Hij komt stralend het podium op. Hij draagt een witte kartonnen doos, trots blij. Hij struikelt, kruipt snel overeind. ‘Niet erg,’ zegt hij, ‘blind en blij kronkel ik voort!’ Zijn vreugde komt door die kartonnen doos. En hij begint zijn verhaal, hoe langs vele wegen die doos bij hem is gekomen, en van wie ze oorspronkelijk was. Het blijkt een doos te zijn die Trotski in Mexico aan André Breton heeft geschonken. De revolutionair en de oppersurrealist hadden in een dorpje aan hun manifesten gewerkt. Breton had nooit in de doos gekeken, ook de volgende eigenaren niet, en ook Pieter heeft de doos vijftien jaar laten verstoffen op de zolder. Nu zal hij ze open doen. Het is geen doos van Pandora vol onheil. Er stijgt gehinnik uit, en het verhaal neemt heerlijke surrealistische wendingen.

Het wordt een queeste naar ‘de verloren toekomst’ van Pieter De Buysser zelf en een zoektocht van de jongeman Zoltan naar zijn geliefde Francesca. Het was zijn paard Abas dat uit de doos ontsnapt is. Maar Pieter en Zoltan vinden het. Steeds zal het paard vooruitspringen naar plekken en mensen en zal er iets bijzonders gebeuren. De mensen worden verguld van blijdschap. Dankzij voorwerpen uit de geschiedenis, objecten die Pieter op het toneel heeft verzameld en die op een piëdestal op een paardenhoef staan tentoongesteld. Er is een zakje met gruis uit de grot waar Plato zijn allegorie bedacht heeft, er is een handschoen van de econoom Adam Smith, er is het vleesmes van Walt Disney, waarmee hij zijn hertenvlees sneed, er zijn nog andere verrassingen. Voorwerpen van mensen die onze westerse geschiedenis en cultuur wendingen hebben gegeven die ons gemaakt hebben tot wat we nu zijn. Voorwerpen en personen die uitgegroeid zijn tot mythen, en, zoals dat gaat in surrealistische verhalen, vloeien mythe en magie samen. Het is, zo lijkt Pieter toch te zeggen, een mythe dat de mens kan leven zonder mythen. Pieter wil deze fabels van onzichtbaarheid terug toveren, en dat doet hij als een gepassioneerde verhalenverteller met een aanstekelijk enthousiasme.

Pieter De Buysser is een man van het woord. Hij schreef al vele theaterstukken en een roman, hij blijft schrijven: theater, monologen, gedichten, essays, korte verhaaltjes, filmprojecten, meningen over geschiedenis, politiek. Als filosoof heeft hij over alles iets te vertellen. En ondertussen staat hij ook op het toneel. Zoals nu. In zijn uppie.

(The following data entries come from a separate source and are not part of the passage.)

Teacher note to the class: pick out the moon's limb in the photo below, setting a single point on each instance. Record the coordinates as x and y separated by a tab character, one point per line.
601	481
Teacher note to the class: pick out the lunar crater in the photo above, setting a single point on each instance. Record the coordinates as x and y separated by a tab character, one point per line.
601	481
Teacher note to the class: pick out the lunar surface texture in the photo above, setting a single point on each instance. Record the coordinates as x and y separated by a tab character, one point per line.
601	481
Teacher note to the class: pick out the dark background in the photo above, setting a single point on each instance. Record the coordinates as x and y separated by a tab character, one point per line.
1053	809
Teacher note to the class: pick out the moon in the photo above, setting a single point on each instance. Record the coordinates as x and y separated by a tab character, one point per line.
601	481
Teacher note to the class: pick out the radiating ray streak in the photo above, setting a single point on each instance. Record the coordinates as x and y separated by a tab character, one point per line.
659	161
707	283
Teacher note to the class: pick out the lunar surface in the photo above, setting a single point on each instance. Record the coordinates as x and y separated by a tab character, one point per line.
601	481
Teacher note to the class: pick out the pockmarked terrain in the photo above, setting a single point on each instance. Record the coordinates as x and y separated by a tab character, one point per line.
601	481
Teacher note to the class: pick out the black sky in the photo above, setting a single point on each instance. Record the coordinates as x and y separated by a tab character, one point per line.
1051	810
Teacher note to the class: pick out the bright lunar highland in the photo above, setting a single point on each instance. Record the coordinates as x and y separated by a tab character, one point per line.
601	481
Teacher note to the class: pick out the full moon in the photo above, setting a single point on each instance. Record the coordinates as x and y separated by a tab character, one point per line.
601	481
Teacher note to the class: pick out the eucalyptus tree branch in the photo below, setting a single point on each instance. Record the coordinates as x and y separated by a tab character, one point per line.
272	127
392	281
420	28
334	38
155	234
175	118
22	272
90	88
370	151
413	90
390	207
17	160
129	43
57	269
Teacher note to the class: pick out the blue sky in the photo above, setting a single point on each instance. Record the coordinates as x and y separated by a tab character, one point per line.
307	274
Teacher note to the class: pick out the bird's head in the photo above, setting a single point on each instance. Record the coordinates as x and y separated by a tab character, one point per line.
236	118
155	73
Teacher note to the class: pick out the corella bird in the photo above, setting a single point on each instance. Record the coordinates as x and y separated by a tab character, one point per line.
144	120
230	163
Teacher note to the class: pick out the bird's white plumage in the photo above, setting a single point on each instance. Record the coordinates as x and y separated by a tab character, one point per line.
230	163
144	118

En weet hij zijn filosofisch gelaagde verhalen boeiend aan zijn publiek te brengen. Niet dat ik aan zijn lippen hing, maar ik wilde wel heel graag horen wat hij te vertellen had. En dat was veel, lekker veel.

In zijn vorige productie Book burning (waarmee hij nu ook weer toert) heeft hij het over het te veel aan informatie in onze samenleving. Dat werkt verstikkend en legt je het zwijgen op. Tegenwoordig pas je geen censuur toe door boeken te verbranden. Integendeel, net het verbranden van boeken werkt bevrijdend.

In het Landschap met springwegen wandelt Pieter De Buysser door de geschiedenis, volgt hij de sporen van een paard dat van de ene plek naar de andere springt. Op de plek waar het paard graast, worden de mensen gelukkiger, krijgen ze schouderklopjes en troost en maken ze de geschiedenis mee. Pieter voelt zich daar goed bij. Hij blijft glimlachen, de hele voorstelling lang, zelfs als hij eens uit verontwaardiging zijn stem verheft of stampvoet. Zijn boosheid is slechts van korte duur, hij wil gewoon in het mythische spoor treden van het paard Abas, van de vreemde jongen Zoltan, van diens utopische geliefde Francesca en alle andere personages die geluk brengen, klein geluk, bij kleine mensen. Het slotbeeld, dat ik hier niet ga verklappen, is in die zin een geslaagde, mooie metafoor die blijft hangen.